I thought of those other mountains. I thought of what I’d learned and what I’d never learn.
Life here was risky. But, as with anywhere, life here also came with rewards.
Tan walked up to me then, pulling me back against him; he slowly moved behind me, his body’s rhythm in time with the song playing. I hugged his warm arms to me as we swayed and stared at our friends and our family, and the stars.
“So…have you thought about what I said before in the kitchen?” blew Tan’s soft voice near my ear.
“I love yo
u,” I said, leaning back into him more. “And this is my new home—our home.” His arms quickly tightened around me.
And I smiled in happiness because I realized then that, sometimes, life is good.
Diamond Deception
I was lying on my living-room couch when I learned that someone wanted to kill me.
I’d just spent a long busy day at my office putting the finishing touches on an agreement for a huge security job, and I’d been looking forward to getting home and falling back on just this couch.

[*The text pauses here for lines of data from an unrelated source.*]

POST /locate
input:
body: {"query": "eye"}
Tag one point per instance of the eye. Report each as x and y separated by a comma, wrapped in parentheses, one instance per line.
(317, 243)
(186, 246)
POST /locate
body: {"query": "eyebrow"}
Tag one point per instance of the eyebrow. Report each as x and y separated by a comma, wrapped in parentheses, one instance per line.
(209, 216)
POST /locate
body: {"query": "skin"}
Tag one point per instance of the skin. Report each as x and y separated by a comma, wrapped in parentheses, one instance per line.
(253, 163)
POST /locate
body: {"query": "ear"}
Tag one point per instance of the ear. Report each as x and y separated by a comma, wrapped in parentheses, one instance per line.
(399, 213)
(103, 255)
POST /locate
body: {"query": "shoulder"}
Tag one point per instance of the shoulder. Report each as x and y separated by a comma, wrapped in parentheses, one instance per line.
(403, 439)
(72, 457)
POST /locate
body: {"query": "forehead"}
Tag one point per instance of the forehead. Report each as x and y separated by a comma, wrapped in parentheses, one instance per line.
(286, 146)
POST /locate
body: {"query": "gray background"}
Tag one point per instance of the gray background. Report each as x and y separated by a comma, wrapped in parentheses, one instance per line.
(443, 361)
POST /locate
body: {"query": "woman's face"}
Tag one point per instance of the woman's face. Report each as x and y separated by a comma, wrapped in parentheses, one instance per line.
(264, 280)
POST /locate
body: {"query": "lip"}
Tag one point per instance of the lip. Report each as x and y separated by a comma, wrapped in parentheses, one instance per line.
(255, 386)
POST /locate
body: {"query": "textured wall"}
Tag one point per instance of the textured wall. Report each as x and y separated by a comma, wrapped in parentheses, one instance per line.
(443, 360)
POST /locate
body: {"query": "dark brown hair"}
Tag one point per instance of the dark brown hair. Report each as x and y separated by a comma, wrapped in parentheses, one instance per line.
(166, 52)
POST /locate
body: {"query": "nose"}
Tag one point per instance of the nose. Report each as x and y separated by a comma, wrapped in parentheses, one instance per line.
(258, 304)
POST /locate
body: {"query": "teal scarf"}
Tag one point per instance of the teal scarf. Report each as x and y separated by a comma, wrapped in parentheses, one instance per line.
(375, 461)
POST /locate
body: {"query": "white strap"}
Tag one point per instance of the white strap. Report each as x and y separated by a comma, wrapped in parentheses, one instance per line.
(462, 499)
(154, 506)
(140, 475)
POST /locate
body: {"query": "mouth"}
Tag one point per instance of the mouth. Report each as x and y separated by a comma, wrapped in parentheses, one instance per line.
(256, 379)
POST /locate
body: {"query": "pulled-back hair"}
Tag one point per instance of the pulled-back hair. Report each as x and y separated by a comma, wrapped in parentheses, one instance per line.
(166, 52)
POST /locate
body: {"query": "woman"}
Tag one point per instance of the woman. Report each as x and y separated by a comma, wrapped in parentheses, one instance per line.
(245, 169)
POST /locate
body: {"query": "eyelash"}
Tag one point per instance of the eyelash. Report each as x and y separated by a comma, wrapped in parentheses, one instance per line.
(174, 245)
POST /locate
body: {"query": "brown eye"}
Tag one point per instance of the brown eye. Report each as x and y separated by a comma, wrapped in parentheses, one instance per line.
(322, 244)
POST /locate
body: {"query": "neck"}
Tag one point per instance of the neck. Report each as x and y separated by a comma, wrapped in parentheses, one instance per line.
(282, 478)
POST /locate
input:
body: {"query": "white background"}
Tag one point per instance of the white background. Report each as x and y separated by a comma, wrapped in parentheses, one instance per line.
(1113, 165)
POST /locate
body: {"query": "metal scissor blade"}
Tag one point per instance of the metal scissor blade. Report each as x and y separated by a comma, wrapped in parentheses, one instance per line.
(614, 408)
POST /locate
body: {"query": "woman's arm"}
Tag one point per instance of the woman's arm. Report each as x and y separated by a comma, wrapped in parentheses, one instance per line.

But I’d made the mistake of taking my mail with me to my resting place.
I’d picked up the mail from the high-security building at the post-office center in Sapphire Lake. Months ago I’d had both my mail and my boyfriend Tan’s mail go to a special safety mailbox there—and that included all the mail from my business, Miscellaneous Solutions Associated. Operating both my business and my life that way was safer. Of course, having to pick up mail at the post office at least several times a week was also more out of my way. And keeping that box was also more expensive, a lot more expensive.
But, considering all the events of my past and that my work was often in security itself, I had become increasingly security-minded about my life, all while trying to lead a more upstanding life—a curious balance of working on being a better person while constantly having to remember I’d been a much worse person. Some days I wondered if I was successful at that balance.
Today was one of those days.
I’d been yawning when I first opened the normal-looking white envelope. Nothing on the outside could have alerted me to what the inside contained. I’d received many similar envelopes in the past. Proposals from potential clients, invoices from current clients, checks from previous clients, tax forms—these were what Normal White Mailing Envelopes should contain.